TROUBLE BREATHING A SIGH OF RELIEF

As a 21-year-veteran nurse with UC Davis Medical Center, Virpal Donley believes strongly in the care she and other staff provide. In fact, she often tells people:

“When you’re at your most vulnerable, do not trust your care or your loved ones’ care to anybody else but UC Davis Health. We provide better care than anyone else. Bar none.”

A very bad flu year

That’s not exaggeration or excessive allegiance. It’s simply this pediatric ICU nurse manager’s lived experience. In fact, in the hands of another hospital, she had a near-death experience.

It was 2017, a really bad flu season. As she recalls, “Healthy people in their 20s and 30s were dying. It’s difficult to remember other pandemics but COVID-19, but they happen.”

On New Year’s Day, Virpal got very sick. In the middle of the night, out of convenience and “because as a nurse I’d always thought I could advocate for myself,” she drove herself to the emergency department closest to her home — and not UC Davis Health. They tested her, said it was just the flu and told her to go home.

A very bad decision

Based on her vital signs, Virpal thought she needed to stay, but they persuaded her that the emergency department was full of other patients who needed their attention more. Reluctantly she agreed. Twelve hours later, she woke up on her bathroom floor, having passed out. She crawled to the side of the bed and roused her husband. He called an ambulance.

Because she’d just been discharged, she was transported to the same hospital emergency department “where they begrudgingly admitted me.” She remembers telling her husband, “This is serious. I’m really, really sick.” After that, she doesn’t remember much. She became hypoxic, her respiration very distressed, a state in which one becomes agitated and even delirious.

At this point, unable to “process or think clearly,” Virpal lost the ability to advocate for herself. Her lungs filled with fluid, and she began spitting up frothy pink secretions. Thankfully, her husband called one of Virpal’s colleagues, explained the situation, and that nurse contacted a UC Davis Health attending physician.

“If it weren’t for the intervention of my UC Davis Health colleague, I would be dead. Hands down.”Virpal

“They’re going to kill her”

The text read: “You have to get over there. They’re going to kill her.”

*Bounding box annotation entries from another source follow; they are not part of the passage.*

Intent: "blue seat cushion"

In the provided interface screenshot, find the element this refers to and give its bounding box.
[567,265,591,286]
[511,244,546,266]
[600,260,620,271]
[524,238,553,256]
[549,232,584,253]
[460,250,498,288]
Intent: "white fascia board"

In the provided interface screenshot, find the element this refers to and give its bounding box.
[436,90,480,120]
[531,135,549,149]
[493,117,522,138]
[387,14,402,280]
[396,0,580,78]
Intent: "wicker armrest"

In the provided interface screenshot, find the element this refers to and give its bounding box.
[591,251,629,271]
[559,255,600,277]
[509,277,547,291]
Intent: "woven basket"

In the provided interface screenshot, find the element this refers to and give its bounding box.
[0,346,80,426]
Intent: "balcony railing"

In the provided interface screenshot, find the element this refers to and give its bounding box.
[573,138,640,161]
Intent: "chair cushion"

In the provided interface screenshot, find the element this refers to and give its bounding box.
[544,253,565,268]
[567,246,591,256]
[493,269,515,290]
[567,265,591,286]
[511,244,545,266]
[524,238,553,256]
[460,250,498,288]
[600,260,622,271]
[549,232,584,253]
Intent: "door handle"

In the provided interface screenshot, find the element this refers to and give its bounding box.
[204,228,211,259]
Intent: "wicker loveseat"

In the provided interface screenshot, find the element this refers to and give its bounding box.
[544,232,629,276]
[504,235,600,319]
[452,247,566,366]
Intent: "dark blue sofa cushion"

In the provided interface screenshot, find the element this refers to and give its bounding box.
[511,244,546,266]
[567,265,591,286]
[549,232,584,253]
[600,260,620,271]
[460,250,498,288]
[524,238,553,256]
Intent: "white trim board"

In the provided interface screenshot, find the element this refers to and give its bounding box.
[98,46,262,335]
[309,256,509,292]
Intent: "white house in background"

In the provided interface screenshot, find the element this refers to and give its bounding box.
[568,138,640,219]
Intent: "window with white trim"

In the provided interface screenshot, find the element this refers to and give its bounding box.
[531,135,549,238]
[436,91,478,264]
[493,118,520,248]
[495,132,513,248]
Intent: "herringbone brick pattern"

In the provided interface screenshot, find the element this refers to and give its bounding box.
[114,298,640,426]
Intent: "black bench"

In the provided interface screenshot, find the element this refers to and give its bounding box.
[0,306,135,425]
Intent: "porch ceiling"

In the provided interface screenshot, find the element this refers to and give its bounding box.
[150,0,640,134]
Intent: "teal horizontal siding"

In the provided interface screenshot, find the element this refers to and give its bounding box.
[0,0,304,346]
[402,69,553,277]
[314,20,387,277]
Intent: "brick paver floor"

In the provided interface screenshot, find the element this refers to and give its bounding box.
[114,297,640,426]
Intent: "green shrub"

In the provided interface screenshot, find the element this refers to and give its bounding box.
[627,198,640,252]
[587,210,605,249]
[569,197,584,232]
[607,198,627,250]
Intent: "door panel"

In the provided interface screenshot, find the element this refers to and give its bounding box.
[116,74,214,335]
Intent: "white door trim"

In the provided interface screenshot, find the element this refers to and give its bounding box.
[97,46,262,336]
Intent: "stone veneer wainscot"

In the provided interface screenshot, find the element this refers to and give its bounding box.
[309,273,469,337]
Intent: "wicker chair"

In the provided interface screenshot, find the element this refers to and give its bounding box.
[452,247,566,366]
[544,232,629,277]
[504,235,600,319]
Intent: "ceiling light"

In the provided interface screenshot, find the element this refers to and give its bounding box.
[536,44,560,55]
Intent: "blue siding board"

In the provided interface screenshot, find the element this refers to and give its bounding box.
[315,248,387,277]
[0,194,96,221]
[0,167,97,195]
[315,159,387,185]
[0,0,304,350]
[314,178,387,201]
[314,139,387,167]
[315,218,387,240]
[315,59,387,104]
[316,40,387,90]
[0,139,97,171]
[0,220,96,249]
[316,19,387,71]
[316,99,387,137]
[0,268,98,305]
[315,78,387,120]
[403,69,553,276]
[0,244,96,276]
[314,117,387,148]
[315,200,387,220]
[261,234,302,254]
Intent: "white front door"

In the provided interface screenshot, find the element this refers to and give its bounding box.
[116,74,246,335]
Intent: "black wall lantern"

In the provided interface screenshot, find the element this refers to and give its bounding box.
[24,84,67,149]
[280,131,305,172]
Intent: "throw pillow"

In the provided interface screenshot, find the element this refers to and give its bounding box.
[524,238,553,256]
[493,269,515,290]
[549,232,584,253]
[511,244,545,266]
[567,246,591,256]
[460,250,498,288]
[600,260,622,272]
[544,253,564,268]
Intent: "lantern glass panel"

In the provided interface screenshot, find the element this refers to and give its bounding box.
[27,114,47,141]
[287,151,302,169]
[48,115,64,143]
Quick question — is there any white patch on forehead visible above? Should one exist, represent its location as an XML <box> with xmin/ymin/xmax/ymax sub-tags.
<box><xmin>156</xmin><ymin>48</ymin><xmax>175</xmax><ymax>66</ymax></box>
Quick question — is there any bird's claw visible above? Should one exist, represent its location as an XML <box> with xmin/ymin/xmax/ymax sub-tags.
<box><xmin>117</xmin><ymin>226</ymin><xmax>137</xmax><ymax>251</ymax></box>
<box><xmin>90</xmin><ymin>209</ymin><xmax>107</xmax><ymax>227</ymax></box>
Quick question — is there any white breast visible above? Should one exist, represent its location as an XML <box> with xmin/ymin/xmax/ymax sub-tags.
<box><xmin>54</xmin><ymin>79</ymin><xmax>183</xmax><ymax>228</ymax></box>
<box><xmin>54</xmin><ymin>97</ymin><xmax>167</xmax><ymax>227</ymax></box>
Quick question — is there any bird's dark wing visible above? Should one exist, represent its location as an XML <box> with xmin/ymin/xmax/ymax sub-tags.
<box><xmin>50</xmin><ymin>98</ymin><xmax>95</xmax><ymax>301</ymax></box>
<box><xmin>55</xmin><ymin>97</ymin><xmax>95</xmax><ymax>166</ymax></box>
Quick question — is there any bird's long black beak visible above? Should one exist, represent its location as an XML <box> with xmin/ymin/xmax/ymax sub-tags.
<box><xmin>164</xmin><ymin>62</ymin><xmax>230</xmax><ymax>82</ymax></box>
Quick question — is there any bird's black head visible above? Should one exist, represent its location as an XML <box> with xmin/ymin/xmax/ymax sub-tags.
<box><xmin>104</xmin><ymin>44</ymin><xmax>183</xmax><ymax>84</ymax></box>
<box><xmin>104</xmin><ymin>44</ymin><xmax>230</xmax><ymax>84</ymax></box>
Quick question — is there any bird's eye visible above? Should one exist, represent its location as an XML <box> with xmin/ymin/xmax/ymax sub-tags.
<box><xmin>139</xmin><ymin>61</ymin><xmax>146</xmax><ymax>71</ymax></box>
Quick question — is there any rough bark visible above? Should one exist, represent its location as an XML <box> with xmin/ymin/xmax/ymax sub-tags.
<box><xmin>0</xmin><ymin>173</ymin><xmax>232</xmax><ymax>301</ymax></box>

When the physician arrived, she found Virpal lying in near respiratory failure and septic shock. The staff was “passive and unengaged.” She immediately instructed them to intubate Virpal so she could get oxygen and start a line for antibiotics to clean her lungs. When Virpal was more stable, the doctor demanded they transfer her to UC Davis Medical Center. They did.

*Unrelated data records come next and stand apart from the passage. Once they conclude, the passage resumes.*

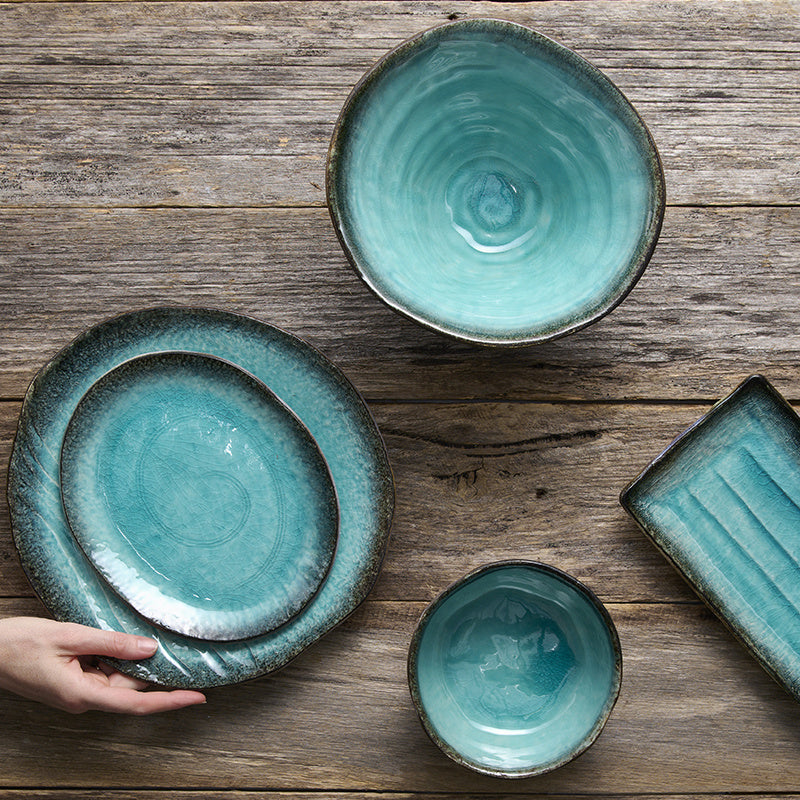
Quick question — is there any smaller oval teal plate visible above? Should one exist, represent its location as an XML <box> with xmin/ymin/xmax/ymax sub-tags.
<box><xmin>61</xmin><ymin>352</ymin><xmax>338</xmax><ymax>641</ymax></box>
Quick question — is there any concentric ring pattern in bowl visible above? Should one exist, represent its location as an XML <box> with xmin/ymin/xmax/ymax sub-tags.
<box><xmin>8</xmin><ymin>307</ymin><xmax>394</xmax><ymax>688</ymax></box>
<box><xmin>408</xmin><ymin>561</ymin><xmax>622</xmax><ymax>778</ymax></box>
<box><xmin>327</xmin><ymin>19</ymin><xmax>665</xmax><ymax>345</ymax></box>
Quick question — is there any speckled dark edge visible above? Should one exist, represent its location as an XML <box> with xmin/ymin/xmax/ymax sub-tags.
<box><xmin>619</xmin><ymin>375</ymin><xmax>800</xmax><ymax>702</ymax></box>
<box><xmin>59</xmin><ymin>350</ymin><xmax>339</xmax><ymax>642</ymax></box>
<box><xmin>325</xmin><ymin>17</ymin><xmax>666</xmax><ymax>347</ymax></box>
<box><xmin>407</xmin><ymin>560</ymin><xmax>622</xmax><ymax>778</ymax></box>
<box><xmin>6</xmin><ymin>305</ymin><xmax>395</xmax><ymax>688</ymax></box>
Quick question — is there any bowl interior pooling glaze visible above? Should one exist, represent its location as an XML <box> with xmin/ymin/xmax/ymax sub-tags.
<box><xmin>416</xmin><ymin>566</ymin><xmax>619</xmax><ymax>774</ymax></box>
<box><xmin>329</xmin><ymin>20</ymin><xmax>661</xmax><ymax>343</ymax></box>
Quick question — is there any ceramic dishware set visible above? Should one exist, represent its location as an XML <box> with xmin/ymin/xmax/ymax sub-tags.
<box><xmin>8</xmin><ymin>19</ymin><xmax>800</xmax><ymax>777</ymax></box>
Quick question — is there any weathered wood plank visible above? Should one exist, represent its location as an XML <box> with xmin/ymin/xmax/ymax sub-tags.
<box><xmin>0</xmin><ymin>601</ymin><xmax>800</xmax><ymax>795</ymax></box>
<box><xmin>0</xmin><ymin>95</ymin><xmax>800</xmax><ymax>207</ymax></box>
<box><xmin>0</xmin><ymin>2</ymin><xmax>800</xmax><ymax>206</ymax></box>
<box><xmin>0</xmin><ymin>208</ymin><xmax>800</xmax><ymax>400</ymax></box>
<box><xmin>3</xmin><ymin>787</ymin><xmax>800</xmax><ymax>800</ymax></box>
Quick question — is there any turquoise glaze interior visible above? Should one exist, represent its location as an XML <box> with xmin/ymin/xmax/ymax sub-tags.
<box><xmin>8</xmin><ymin>308</ymin><xmax>394</xmax><ymax>688</ymax></box>
<box><xmin>622</xmin><ymin>377</ymin><xmax>800</xmax><ymax>700</ymax></box>
<box><xmin>61</xmin><ymin>352</ymin><xmax>338</xmax><ymax>640</ymax></box>
<box><xmin>328</xmin><ymin>20</ymin><xmax>663</xmax><ymax>343</ymax></box>
<box><xmin>411</xmin><ymin>564</ymin><xmax>620</xmax><ymax>775</ymax></box>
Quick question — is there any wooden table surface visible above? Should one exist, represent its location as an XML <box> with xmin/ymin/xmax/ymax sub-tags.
<box><xmin>0</xmin><ymin>0</ymin><xmax>800</xmax><ymax>800</ymax></box>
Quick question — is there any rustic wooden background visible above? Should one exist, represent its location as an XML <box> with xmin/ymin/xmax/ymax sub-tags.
<box><xmin>0</xmin><ymin>0</ymin><xmax>800</xmax><ymax>800</ymax></box>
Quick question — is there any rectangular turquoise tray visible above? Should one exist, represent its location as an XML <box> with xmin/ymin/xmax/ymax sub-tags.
<box><xmin>620</xmin><ymin>375</ymin><xmax>800</xmax><ymax>700</ymax></box>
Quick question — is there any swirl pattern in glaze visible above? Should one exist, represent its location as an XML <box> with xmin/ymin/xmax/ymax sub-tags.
<box><xmin>328</xmin><ymin>20</ymin><xmax>664</xmax><ymax>344</ymax></box>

There, Virpal’s care was “aggressive and proactive.” For a week she had a breathing tube. After a few more days of recovery, she went home to rest.

She lived — and learned two valuable lessons

In 10 days, Virpal lost 15 pounds. Her body was wrecked. She wouldn’t go back to work until March.

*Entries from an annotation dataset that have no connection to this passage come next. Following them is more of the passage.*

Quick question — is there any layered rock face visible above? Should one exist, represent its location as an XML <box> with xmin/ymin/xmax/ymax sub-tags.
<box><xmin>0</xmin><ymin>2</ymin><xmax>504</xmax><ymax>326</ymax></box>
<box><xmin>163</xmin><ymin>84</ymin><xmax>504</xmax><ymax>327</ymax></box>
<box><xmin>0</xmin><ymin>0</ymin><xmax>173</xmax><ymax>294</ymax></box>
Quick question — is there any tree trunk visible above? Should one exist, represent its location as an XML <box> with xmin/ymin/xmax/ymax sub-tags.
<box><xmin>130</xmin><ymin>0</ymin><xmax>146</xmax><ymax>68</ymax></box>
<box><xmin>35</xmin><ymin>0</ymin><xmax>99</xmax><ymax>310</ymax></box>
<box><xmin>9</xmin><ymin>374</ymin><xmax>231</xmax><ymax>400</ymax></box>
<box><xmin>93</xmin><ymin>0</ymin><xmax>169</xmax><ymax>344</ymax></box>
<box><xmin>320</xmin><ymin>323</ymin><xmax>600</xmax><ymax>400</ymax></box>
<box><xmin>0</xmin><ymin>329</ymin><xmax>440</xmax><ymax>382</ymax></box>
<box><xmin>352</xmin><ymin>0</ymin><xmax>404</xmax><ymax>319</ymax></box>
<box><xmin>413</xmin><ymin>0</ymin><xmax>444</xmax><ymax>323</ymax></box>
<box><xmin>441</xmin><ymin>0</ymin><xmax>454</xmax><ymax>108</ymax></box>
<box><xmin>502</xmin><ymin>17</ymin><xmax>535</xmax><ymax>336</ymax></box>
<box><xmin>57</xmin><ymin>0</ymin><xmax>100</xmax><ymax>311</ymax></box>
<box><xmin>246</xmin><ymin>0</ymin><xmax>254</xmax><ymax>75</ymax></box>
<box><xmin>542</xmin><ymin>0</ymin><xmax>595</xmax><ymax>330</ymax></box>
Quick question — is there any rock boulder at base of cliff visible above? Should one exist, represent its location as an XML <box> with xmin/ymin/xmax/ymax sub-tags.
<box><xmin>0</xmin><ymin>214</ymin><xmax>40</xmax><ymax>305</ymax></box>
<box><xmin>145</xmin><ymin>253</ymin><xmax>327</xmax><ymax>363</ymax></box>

The experience made Virpal grateful — as well as an even better nurse.

“I think I underappreciated delirium in our patients,” she explains. Since then, she frequently tells providers she works with about her experience, reminding them to always be every patient’s foremost advocate because most don’t have the expertise to do it for themselves. Even she, with plenty of expertise, had lost that ability when she became gravely ill.

She learned something else, too. For years, Virpal had made sure that her husband and children had UC Davis Health-affiliated physicians. Because she believed she could always advocate for herself, she had used a non-UC Davis Health primary care physician who’s a friend.

“As soon as open enrollment came around that year, I changed that in a hot second,” she explains. “Because if it weren’t for the intervention of my UC Davis Health colleague, I would be dead. Hands down.”